Pesquisando um pouco, encontramos um mascote que poderia muito bem ser o símbolo de nossa polícia e o motivo principal da adoção da cor branca em nossa bandeira, trata-se do Arminho, um animal que vive nas florestas da Ásia e possui a mais bela e valiosa pele do mundo. Na Idade Média era considerado um símbolo de pureza da realeza pelos monarcas.
Como o Arminho, o Policial Civil é quase um predador solitário, a procura de suas “presas”, prefere caçar durante as madrugadas, quando todos estão dormindo, movendo-se rapidamente e surpreendendo os alvos.

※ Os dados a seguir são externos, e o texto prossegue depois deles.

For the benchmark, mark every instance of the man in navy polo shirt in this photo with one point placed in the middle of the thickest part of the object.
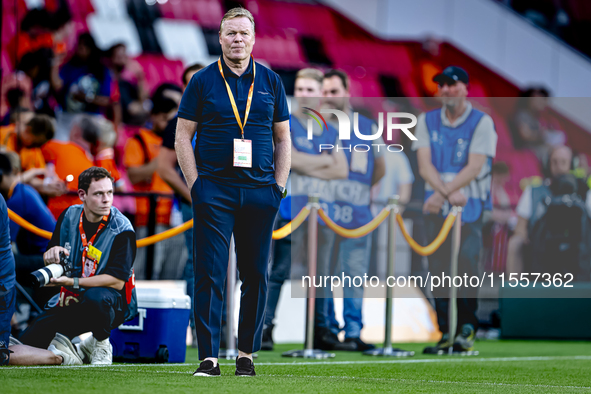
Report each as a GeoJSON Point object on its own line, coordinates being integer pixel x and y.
{"type": "Point", "coordinates": [237, 175]}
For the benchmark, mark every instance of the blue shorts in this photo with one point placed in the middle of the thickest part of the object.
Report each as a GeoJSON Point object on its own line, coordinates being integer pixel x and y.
{"type": "Point", "coordinates": [7, 307]}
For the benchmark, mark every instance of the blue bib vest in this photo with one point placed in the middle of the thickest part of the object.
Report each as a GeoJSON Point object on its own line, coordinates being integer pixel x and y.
{"type": "Point", "coordinates": [300, 186]}
{"type": "Point", "coordinates": [70, 239]}
{"type": "Point", "coordinates": [449, 154]}
{"type": "Point", "coordinates": [352, 196]}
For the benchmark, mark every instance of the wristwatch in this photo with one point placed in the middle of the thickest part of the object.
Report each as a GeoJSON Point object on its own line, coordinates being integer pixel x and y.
{"type": "Point", "coordinates": [283, 190]}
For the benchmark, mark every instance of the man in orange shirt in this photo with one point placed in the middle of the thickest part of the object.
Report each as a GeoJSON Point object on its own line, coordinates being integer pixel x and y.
{"type": "Point", "coordinates": [71, 158]}
{"type": "Point", "coordinates": [25, 137]}
{"type": "Point", "coordinates": [140, 160]}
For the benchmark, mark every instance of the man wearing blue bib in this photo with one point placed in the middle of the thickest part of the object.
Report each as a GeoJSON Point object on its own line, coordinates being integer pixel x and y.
{"type": "Point", "coordinates": [455, 148]}
{"type": "Point", "coordinates": [351, 208]}
{"type": "Point", "coordinates": [237, 174]}
{"type": "Point", "coordinates": [311, 173]}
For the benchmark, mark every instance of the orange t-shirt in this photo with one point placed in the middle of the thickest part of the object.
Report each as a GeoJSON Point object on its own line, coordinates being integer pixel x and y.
{"type": "Point", "coordinates": [30, 157]}
{"type": "Point", "coordinates": [68, 159]}
{"type": "Point", "coordinates": [134, 157]}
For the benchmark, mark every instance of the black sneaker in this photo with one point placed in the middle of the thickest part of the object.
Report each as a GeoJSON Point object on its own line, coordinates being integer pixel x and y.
{"type": "Point", "coordinates": [441, 347]}
{"type": "Point", "coordinates": [360, 346]}
{"type": "Point", "coordinates": [206, 368]}
{"type": "Point", "coordinates": [244, 367]}
{"type": "Point", "coordinates": [267, 343]}
{"type": "Point", "coordinates": [465, 340]}
{"type": "Point", "coordinates": [324, 339]}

As suas presas preferenciais são bandidos de toda ordem, porém, os homicidas, estupradores, traficantes e ladrões, são os preferidos. São excelentes na camuflagem e se misturam na natureza e com a população. Assim como o Arminho, os Policiais Civis têm a habilidade de perseguir e surpreende-los dentro de suas tocas.

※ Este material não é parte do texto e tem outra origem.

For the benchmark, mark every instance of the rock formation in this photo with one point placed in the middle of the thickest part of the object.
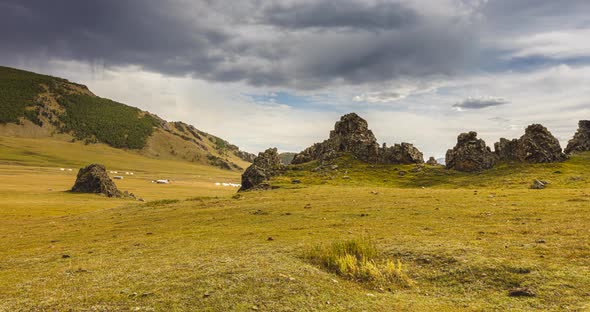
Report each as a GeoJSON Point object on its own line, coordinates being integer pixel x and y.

O curioso é que, os caçadores aprenderam como apanhar o bichinho branco, eles perceberam que o animal valoriza infinitamente sua pelagem sempre branca e limpa. Então, desenvolveram uma tática bem interessante... Quando o bichinho saia para caçar ou dar uma voltinha, os caçadores aproveitavam e sujavam de lama a entrada das tocas dos Arminhos. Depois, soltavam em seu encalço os cães de caça, tendo o cuidado de não bloquear as rotas de fuga para as tocas.
O desavisado Arminho farejando os cães e pressentindo o perigo, vê o caminho livre a frente e corre velozmente em direção a sua toca, buscando o refúgio que lhe dará a salvação de sua vida. Porém, ao chegar em sua casa, deparava-se com a enorme sujeira posta bem a sua frente, na entrada de seu refúgio; vendo-se impedido de entrar no local sem se sujar, para estremecido... Simplesmente não consegue imaginar ver manchada de sujeira a sua alva e reluzente pele, manter a pelagem limpa e imaculada é seu instinto mais forte.

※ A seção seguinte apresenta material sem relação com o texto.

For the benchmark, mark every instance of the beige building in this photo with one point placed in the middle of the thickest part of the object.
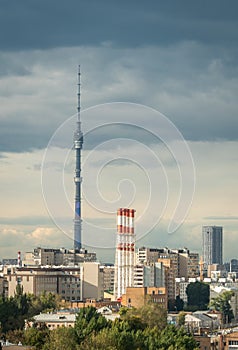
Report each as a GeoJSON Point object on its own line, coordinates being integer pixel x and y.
{"type": "Point", "coordinates": [71, 283]}
{"type": "Point", "coordinates": [56, 257]}
{"type": "Point", "coordinates": [139, 296]}
{"type": "Point", "coordinates": [92, 281]}
{"type": "Point", "coordinates": [108, 277]}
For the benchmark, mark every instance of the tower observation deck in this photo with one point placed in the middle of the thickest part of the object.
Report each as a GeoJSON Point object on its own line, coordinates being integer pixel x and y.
{"type": "Point", "coordinates": [78, 144]}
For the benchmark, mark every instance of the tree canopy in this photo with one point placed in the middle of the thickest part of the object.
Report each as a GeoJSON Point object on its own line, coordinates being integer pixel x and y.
{"type": "Point", "coordinates": [222, 303]}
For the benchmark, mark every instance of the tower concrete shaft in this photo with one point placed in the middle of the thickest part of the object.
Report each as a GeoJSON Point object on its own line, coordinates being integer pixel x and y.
{"type": "Point", "coordinates": [78, 144]}
{"type": "Point", "coordinates": [125, 251]}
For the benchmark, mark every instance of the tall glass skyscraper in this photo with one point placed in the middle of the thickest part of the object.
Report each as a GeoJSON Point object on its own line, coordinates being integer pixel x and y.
{"type": "Point", "coordinates": [212, 237]}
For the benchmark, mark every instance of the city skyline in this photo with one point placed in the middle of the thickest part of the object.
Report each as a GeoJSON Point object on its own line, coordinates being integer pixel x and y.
{"type": "Point", "coordinates": [180, 60]}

Então, o Arminho, nesta exata hora, vendo-se perdido, sem saída, trêmulo, fecha os olhos e se prepara para o pior... Acuado, luta até a morte! O pequenino prefere morrer nas garras dos cães, a sujar o seu precioso manto branco.
Honremos o nosso Criador... Cuidemos das nossas vestes... Façamos como o nosso amigo Arminho, "Antes a morte que a desonra de sujar a minha pele" - de sujar a vida com o pecado e desonrar o nome, a família e o nosso Deus.
*Fabrício Lucindo Lima é delegado da Polícia Civil.